Mrs McNAMARA (Dobell) (10:10): Members of this House would be familiar with the many events that took place around Australia as part of National Science Week. The CSIRO, as part of a national effort to promote National Science Week, arranged for local science, technology, engineering and mathematics professionals to visit local schools and engage with students. The engagement of students focused on these disciplines known as STEM, as recent research has indicated that student involvement in these areas is declining; and, while the number of students undertaking studies in these subjects, job prospects in these areas are actually increasing. Seventy-five per cent of the fastest growing occupations now require skills and knowledge from the STEM fields. The events coordinated by the CSIRO during National Science Week were intended to highlight to students how important these skills are in regard to employment prospects.

In my electorate of Dobell, with a high youth unemployment rate, I am pleased to see more activities being undertaken to encourage students to embrace the positive aspects of STEM fields. The students of Wadalba Community School hosted a visit from Dr Sophie Parks, a PhD graduate from the Ourimbah campus of the University of Newcastle, employed by the New South Wales Department of Primary Industries. I would like to thank Dr Parks for taking the time to demonstrate to students how STEM skills can lead to local employment.

On the day, I met with students involved in the school's agricultural program. As I learnt from the students, I was impressed by their efforts in managing the treatment of sick trout in their school fishponds. After showing me the fish facilities, the students demonstrated to me their greenhouse programs. Dr Parks, being a plant physiologist, was able to explain to the students how the work they are doing has real-life application.

I did not think I could be any more impressed with how the school was preparing students for post-school life until I was advised of their job-readiness program and mock interviews. At Wadalba Community School, interviews are arranged to assist year 10 students equip themselves for their subject selection, ensuring that the students' subject choices for years 11 and 12 are realistic and conducive to their career aspirations. In observing this program, I was able to appreciate how the students were placed in a situation similar to a job interview so that they could understand the practicalities and consequences of an interview.

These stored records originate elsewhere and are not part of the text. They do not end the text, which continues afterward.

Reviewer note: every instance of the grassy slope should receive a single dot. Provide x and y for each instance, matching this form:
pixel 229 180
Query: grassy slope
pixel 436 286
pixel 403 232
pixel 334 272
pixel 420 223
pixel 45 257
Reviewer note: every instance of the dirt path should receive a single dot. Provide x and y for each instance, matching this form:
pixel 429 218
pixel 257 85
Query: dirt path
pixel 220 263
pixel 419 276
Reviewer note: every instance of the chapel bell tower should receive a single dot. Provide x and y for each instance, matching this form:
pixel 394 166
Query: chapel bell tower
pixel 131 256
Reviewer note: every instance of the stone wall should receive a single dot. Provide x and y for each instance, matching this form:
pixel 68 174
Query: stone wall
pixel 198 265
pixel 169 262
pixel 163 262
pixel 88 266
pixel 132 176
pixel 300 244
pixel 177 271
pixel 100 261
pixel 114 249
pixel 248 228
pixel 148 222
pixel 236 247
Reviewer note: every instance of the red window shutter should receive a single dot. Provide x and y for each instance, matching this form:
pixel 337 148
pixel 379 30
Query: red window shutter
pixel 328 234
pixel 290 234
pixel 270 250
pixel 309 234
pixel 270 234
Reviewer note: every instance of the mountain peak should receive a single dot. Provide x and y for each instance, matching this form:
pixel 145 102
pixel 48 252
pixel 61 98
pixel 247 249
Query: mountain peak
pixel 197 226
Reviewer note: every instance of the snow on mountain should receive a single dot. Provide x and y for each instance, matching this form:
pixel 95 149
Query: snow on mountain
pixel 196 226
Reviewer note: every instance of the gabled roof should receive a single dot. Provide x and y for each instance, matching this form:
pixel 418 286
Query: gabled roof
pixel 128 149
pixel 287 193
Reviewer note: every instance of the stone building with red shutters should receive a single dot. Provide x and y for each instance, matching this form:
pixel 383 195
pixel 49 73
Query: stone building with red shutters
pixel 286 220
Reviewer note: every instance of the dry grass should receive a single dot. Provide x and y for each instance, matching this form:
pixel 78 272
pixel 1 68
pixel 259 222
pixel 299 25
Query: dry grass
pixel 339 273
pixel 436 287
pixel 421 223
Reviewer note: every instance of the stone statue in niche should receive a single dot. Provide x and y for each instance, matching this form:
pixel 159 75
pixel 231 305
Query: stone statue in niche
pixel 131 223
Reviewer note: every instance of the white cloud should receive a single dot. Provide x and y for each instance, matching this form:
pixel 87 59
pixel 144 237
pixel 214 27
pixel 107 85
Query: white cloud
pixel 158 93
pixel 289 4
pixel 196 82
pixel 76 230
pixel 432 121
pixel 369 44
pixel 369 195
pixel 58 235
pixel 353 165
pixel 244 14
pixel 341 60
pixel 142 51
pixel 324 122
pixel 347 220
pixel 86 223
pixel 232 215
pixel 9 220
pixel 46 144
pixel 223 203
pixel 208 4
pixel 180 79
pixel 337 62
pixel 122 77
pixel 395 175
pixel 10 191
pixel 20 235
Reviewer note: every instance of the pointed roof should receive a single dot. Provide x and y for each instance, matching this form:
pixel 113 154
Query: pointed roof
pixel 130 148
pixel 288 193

On the day, I also met with Rhonda Boardman, who is coordinating these activities. Rhonda is hugely supportive of the interviews and was pleased with how well the students were adapting to them, and she also advised that the whole ethos of the school is focused on practical job-readiness skills. This school is ensuring that its students are well equipped to gain employment. I commend Rhonda and the Wadalba Community School for their efforts in preparing their students for the workforce, and I pass on my thanks to the staff and students for welcoming me to their school.